Biden has more recently changed his stance on marijuana to say that it should be decriminalized but not legalized. He also wants to expunge the records of people currently in prison for marijuana possession. However, Biden’s campaign website says absolutely nothing about his views on marijuana legalization (or otherwise). Biden stands out as the most regressive candidate, when it comes to legalizing weed, on either side of the aisle.

Senator Elizabeth Warren is currently polling second after Joe Biden for the Democratic nomination. She represents Massachusetts, a state where marijuana is legal in all forms with some notable restrictions. It might, therefore, be safe to assume that Warren supports nationwide weed legalization. If you think that, you would be correct. Not only does Warren say she supports marijuana legalization, she backs it up with legislation. Warren is the lead sponsor on an act which would restrict the federal government from interfering with states’ ability to legalize weed. It would also help to fix some of the issues with banking that the marijuana industry currently faces. Warren also supports further research into marijuana’s medical uses, specifically as they benefit veterans and other people who suffer from PTSD.

Polling third for the Democrats is Senator Kamala Harris from California where weed is legal for all uses with restrictions very similar to those in Massachusetts. Harris, like Biden, has a history of opposing marijuana legalization. In 2010, she opposed recreational marijuana legalization in her state, though she did support its medicinal uses. At the time, Harris’ campaign manager said that the fact that she had been a prosecutor had not warmed her to recreational drug use. Harris also opposed marijuana legalization in 2014 during her campaign for California Attorney General. She changed stances a year later in 2015 when she said that the federal government should allow medical marijuana.

Harris has recently evolved on her stance towards marijuana. This month, she collaborated with Representative Jerry Nadler to create legislation which would decriminalize marijuana on the federal level, allow states to decide for themselves, expunge the records of people convicted for weed-related crimes, and remove marijuana from the Controlled Substances Act where it sits next to heroin and LSD.

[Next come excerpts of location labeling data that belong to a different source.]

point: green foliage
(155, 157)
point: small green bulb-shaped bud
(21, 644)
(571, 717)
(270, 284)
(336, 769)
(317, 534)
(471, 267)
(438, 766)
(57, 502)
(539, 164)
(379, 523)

Polling fourth at the moment is Senator Bernie Sanders from Vermont, where pot is legal. Sanders supports the legalization of marijuana which should come as no surprise to anyone who knows anything about him. For someone with a long career, Sanders has a pretty good record with weed, supporting it as early as the ’90s. While marijuana legalization is currently part of Sanders’ criminal justice reform, this was not always the case. In the ’90s, though he supported the legalization of marijuana, Sanders voted for a bill that would have meant that anyone carrying a gun, even if it was legal, would have accrued a mandatory minimum sentence if they were also carrying weed. This and other legislation Sanders voted for back in the day seem to imply that, while his stance on weed has been consistently positive, his stance on people has been more prone to evolution.

Fifth and last on this list is Pete Buttigieg, the Mayor of South Bend Indiana, where only medicinal marijuana is legal. Buttigieg, being only 37, doesn’t have much of a history on marijuana policy. He didn’t do anything while mayor to help or hurt weed legalization. However he has said that he believes weed should be legalized.

When it comes down to it, there is no one who has a chance of becoming president in 2020 (this includes people not on this list) that does not support some sort of marijuana reform. Across the aisle, no one thinks that people should be serving long sentences for weed. But marijuana is also not an unimportant issue. It is a politically important issue that has huge implications around race, class, and business for the large and growing weed industry. It is important to pay attention to upcoming marijuana news as it relates to the 2020 race.